02/04/2026
LA FLAGELACIÓN Y LA SENTENCIA DE MUERTE DE CRUZ
Pilato, el juez cobarde e injusto, más pendiente de sí que de hacer justicia, consintió el abuso del gentío. “Entonces tomó Pilato a Jesús y mandó que lo azotasen; y terminada la flagelación, los soldados del gobernador, tomaron a Jesús conduciéndole al Pretorio, reunieron en torno a Él toda la cohorte. Y habiéndole quitado sus vestidos, le envolvieron en una clámide de grana, y trenzando una corona de espinas, la pusieron sobre su cabeza y una caña en la mano derecha, y doblando la rodilla delante de Él, se mofaban diciendo: ‘Salud, rey de los judíos’. Y escupiendo en Él, tomaron la caña y le daban golpes en la cabeza” (Mt. 27, 27; Mc. 15, 15; Jn. 19, 1).

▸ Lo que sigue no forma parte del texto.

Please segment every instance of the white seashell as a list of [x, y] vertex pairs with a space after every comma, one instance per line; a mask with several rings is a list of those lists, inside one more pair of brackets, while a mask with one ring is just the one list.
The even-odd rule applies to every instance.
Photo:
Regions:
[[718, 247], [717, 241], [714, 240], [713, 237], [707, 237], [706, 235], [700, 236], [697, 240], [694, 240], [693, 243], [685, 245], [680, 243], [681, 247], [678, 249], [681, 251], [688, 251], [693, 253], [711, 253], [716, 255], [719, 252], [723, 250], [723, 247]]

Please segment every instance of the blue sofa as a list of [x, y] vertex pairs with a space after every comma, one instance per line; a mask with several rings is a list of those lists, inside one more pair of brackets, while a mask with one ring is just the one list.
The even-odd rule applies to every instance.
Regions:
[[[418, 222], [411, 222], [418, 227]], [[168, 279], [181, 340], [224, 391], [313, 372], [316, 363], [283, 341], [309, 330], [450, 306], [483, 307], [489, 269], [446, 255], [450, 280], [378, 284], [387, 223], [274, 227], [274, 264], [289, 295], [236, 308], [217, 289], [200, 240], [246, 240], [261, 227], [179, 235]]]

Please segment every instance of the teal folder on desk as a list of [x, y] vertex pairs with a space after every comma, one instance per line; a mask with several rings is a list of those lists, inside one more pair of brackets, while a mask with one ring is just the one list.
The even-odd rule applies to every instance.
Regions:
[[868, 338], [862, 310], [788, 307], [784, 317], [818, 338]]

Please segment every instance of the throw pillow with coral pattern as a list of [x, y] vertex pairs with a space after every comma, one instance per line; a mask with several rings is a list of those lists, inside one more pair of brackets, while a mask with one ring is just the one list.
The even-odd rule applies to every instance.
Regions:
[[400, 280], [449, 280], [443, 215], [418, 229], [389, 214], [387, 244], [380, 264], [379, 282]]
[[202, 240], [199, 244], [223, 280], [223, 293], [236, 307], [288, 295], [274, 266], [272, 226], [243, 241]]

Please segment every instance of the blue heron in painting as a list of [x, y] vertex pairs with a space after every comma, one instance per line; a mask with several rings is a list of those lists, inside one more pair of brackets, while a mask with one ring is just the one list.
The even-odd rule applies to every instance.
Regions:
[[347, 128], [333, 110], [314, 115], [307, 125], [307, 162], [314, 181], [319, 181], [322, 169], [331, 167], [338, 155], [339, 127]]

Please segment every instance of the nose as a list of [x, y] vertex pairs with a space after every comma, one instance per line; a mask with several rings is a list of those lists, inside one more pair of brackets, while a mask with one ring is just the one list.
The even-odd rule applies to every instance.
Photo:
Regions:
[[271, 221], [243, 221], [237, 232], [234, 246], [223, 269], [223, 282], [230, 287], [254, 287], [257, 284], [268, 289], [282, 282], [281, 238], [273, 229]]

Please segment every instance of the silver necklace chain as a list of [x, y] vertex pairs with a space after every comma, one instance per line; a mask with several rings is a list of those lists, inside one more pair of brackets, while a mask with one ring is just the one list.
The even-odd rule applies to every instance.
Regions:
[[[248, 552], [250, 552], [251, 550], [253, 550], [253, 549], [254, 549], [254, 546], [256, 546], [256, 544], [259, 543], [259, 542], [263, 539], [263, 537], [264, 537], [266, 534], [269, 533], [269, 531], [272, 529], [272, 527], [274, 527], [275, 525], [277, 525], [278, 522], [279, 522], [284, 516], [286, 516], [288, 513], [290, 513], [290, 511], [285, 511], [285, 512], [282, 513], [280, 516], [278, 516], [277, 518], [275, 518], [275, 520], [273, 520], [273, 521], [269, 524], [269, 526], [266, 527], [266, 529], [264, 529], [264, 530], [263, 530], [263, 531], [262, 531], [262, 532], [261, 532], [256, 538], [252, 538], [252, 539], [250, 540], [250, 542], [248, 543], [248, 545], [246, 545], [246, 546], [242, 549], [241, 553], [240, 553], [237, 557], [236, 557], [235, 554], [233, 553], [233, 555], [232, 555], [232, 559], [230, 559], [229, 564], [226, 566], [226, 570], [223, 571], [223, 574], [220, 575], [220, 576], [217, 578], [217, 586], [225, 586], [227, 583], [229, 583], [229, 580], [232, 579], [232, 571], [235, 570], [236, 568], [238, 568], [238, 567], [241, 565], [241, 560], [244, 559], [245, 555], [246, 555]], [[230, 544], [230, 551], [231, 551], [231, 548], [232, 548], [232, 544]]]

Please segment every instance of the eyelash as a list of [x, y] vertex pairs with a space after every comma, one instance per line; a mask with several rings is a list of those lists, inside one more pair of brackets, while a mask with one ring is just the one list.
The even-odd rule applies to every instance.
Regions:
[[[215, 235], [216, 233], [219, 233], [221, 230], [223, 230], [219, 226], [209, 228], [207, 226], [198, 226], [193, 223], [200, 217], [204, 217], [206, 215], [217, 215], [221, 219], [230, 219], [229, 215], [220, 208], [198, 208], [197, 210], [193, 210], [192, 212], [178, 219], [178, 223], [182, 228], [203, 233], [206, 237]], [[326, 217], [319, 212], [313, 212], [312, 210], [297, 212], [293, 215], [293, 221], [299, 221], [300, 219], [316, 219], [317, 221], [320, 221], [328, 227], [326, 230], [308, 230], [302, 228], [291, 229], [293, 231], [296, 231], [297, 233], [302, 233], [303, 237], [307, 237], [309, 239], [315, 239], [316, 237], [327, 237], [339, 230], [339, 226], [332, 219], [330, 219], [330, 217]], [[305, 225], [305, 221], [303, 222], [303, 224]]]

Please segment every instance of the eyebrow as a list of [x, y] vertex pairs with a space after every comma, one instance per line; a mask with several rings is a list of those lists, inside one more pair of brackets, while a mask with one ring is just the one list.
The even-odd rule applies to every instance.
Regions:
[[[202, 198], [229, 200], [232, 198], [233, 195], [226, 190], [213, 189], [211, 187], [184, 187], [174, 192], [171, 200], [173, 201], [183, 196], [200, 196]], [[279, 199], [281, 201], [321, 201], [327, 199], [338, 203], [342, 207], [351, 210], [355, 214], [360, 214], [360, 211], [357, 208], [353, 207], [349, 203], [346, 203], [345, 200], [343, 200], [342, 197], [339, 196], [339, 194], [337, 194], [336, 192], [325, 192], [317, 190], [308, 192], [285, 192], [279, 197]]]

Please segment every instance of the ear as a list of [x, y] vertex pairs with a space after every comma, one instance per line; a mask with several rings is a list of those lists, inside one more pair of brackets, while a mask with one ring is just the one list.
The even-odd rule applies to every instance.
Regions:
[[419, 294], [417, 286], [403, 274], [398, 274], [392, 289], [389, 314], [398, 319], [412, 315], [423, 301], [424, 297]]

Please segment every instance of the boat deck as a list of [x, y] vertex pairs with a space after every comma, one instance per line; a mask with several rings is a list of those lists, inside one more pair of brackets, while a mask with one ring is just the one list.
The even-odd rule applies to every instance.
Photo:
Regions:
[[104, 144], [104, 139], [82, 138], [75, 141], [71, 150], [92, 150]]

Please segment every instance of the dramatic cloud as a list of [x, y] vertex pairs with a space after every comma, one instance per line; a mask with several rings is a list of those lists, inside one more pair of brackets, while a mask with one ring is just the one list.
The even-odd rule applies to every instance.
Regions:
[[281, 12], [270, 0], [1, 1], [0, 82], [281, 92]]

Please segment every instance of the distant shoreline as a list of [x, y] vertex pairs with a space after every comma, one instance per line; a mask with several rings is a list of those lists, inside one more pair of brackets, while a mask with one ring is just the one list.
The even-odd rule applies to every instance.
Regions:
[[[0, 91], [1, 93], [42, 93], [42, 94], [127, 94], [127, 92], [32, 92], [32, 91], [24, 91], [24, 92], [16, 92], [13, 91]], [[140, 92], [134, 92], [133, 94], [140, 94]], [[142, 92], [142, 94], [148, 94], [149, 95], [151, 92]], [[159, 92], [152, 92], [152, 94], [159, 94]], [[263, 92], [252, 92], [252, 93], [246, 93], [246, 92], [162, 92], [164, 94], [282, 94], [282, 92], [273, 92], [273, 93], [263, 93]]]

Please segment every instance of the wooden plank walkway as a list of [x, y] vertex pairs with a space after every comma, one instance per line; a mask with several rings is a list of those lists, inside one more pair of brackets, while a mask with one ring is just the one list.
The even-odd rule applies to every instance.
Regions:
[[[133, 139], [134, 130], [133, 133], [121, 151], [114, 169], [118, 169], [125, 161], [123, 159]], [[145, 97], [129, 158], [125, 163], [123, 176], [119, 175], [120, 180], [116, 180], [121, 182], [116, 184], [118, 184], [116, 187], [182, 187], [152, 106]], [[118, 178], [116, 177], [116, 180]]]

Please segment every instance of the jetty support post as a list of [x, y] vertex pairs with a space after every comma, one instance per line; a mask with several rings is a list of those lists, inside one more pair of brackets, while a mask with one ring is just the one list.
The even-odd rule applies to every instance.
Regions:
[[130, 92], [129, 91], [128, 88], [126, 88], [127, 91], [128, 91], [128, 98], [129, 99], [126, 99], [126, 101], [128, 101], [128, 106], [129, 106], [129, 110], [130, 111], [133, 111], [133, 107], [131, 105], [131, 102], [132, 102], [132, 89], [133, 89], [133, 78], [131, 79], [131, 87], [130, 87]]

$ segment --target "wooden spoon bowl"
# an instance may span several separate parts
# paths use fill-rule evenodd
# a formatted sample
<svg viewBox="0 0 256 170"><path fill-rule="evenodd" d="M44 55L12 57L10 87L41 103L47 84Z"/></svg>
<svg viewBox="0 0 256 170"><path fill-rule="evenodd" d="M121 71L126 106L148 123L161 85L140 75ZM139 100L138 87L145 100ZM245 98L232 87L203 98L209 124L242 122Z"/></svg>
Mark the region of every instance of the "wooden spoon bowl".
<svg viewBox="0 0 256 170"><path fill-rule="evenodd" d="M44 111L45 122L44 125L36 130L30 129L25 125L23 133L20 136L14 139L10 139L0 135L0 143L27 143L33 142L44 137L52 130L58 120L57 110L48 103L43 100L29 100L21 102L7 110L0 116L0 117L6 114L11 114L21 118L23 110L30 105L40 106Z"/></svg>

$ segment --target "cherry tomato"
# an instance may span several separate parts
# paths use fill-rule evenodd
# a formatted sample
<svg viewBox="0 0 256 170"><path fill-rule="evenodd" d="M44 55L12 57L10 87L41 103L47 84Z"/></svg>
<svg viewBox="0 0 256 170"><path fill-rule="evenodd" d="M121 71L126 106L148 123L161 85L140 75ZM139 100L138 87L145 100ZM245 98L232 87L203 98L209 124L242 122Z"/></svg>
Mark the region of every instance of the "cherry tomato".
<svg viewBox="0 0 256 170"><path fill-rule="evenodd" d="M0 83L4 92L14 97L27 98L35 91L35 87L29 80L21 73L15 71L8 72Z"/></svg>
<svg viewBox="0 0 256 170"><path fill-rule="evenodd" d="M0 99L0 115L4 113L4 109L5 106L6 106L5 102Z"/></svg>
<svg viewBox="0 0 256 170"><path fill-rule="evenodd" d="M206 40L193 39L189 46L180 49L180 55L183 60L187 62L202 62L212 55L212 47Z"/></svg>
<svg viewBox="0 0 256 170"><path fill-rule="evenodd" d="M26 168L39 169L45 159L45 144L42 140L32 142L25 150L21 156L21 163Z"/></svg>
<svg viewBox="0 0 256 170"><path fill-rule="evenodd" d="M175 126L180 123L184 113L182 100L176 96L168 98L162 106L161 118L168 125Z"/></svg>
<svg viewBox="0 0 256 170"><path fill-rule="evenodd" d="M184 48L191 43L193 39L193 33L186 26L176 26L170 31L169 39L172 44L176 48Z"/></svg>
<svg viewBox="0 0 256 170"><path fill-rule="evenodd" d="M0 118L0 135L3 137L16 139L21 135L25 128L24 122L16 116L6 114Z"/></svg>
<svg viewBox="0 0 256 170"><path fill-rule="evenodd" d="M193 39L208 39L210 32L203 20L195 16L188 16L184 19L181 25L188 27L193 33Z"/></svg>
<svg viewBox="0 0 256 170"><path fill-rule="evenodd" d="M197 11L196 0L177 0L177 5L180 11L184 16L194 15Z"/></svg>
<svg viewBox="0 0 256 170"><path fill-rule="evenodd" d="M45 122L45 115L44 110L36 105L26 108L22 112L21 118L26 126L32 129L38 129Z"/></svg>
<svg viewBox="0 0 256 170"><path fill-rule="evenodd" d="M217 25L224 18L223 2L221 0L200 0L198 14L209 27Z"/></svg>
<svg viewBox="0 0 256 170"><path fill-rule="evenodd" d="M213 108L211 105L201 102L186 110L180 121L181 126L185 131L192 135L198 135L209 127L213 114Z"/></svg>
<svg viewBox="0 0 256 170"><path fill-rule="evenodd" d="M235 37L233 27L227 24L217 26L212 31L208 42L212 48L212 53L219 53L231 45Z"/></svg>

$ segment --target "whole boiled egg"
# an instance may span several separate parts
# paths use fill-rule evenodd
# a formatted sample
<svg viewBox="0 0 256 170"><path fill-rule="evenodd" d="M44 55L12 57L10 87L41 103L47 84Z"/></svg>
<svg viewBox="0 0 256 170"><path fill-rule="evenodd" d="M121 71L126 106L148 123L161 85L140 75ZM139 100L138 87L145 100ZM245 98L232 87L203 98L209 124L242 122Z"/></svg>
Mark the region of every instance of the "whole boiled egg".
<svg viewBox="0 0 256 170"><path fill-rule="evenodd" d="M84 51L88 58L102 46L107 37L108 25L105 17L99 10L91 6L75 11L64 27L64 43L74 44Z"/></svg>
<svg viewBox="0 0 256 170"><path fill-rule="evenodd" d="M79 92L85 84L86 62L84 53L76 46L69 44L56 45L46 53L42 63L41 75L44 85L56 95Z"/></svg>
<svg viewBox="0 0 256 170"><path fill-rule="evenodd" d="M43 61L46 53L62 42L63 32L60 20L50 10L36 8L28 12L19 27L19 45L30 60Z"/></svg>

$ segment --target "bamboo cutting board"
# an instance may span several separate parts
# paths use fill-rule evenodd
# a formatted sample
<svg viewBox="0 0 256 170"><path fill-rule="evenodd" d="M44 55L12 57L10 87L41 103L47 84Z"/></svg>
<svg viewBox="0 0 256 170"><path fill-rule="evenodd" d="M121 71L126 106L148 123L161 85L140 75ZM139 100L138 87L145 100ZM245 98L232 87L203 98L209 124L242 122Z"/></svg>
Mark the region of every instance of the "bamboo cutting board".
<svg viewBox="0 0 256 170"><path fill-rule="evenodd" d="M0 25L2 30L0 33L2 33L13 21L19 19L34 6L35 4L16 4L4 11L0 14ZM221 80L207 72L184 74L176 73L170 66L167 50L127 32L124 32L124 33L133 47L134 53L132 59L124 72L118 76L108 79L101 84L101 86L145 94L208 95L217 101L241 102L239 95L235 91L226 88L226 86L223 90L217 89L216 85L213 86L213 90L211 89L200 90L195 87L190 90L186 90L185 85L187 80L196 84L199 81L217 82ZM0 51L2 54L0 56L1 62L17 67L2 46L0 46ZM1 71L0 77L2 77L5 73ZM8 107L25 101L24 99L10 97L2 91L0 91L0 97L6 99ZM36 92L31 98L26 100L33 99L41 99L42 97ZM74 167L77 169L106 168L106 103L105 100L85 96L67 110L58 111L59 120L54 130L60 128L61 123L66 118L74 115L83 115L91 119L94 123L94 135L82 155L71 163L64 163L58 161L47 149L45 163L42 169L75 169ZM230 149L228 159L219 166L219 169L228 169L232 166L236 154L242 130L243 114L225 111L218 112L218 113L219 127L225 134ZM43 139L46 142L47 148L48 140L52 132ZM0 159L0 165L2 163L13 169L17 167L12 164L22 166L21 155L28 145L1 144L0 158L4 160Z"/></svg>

En el lamentable estado que los azotes y la coronación de espinas habían dejado a Jesús, unidos a la mofa y burla de la soldadesca, le toma Pilato y se dirige a la muchedumbre:
—Ved, os lo traigo fuera, para que conozcáis que no hallo en Él delito alguno.
Y presentando a Jesús, les dice:
—Ecce Homo (Ved aquí al hombre).
Al verlo, los pontífices y los ministros comenzaron a gritar, diciendo:
—¡Crucifícale, crucifícale!
Pilato les respondió:
—Tomadle vosotros y crucificadle, porque yo no hallo en Él causa ninguna.
Los judíos respondieron:
—Nosotros tenemos ley y según nuestra ley debe morir, porque se ha hecho Hijo de Dios.
Vuelve Pilato de nuevo a interrogar a Jesús, a solas, dentro del Pretorio:
—¿De dónde eres tú?
Pero Jesús no le dio respuesta ninguna.
Pilato, irritado, le dice:
—¿A mí no me hablas? ¿No sabes que tengo poder para crucificarte y poder para soltarte?
Entonces es cuando Jesús responde, con aquellas admirables palabras:
—No tendrías sobre mí poder ninguno, si no te hubiera sido dado de arriba. Por eso, el que me ha entregado a ti tiene mayor culpa.
A consecuencia de esto, los esfuerzos de Pilato se redoblaban, tendiendo a librarle. Pero los judíos gritaban diciendo:
—Si sueltas a éste no eres amigo del César, pues todo el que se hace rey se declara contra el César.
Este argumento debió pesar mucho en el ánimo de Pilato y, viendo ya que nada adelantaba, sino que arrecía el motín, tomando agua se lavó las manos en presencia de la muchedumbre, diciendo:
—Soy inocente de esta sangre. Vosotros lo veréis.
Y respondiendo todo el pueblo, dijo:
—Sea su sangre sobre nosotros y sobre nuestros hijos.
Era la Parasceve o preparación para la Pascua, cerca de la hora sexta, y dijo Pilato a los judíos:
—He aquí a vuestro rey.
Respondieron los pontífices diciendo:
—No tenemos más rey que al César.
Y entonces Pilato se lo entregó para que fuera crucificado (Mt. 27, 24 y ss.; Jn. 19, 16).
Con esto el proceso de Jesús quedó terminado. Y el mismo ha quedado magníficamente grabado en el celuloide en la película La Pasión de Cristo, estrenada en la Semana Santa de 2004, obra de Mel Gibson, cuya dureza -muy similar a la real- fue criticada por aquellos a los que no les irritan otras películas “irreales” de peores escenas que se ven.
El proceso a Nuestro Señor se plantearon muchas cuestiones.
En la primera presentación de Jesús ante Pilato, dos preguntas le hace éste, en su condición de juez. A la primera —“¿Tú eres el rey de los judíos?”— contesta Jesús con la afirmación. A la segunda, hecha en público —“¿No ves de cuántas cosas te acusan?”— Jesús responde con el silencio.
En la segunda presentación fueron tres las preguntas extrajudiciales que decidieron la causa de Jesús ante el tribunal humano: —“¿A quién queréis que os suelte?”, “¿qué queréis que haga de Jesús?”, “¿qué mal ha hecho?”—. Por tres veces responde el pueblo judío, azuzado por sus jefes, demandando la libertad para un asesino confeso y la crucifixión del inocente.
Antes de pronunciar la sentencia, el juez presenta el problema de la responsabilidad. Pilato, hipócritamente, trata de esquivarla.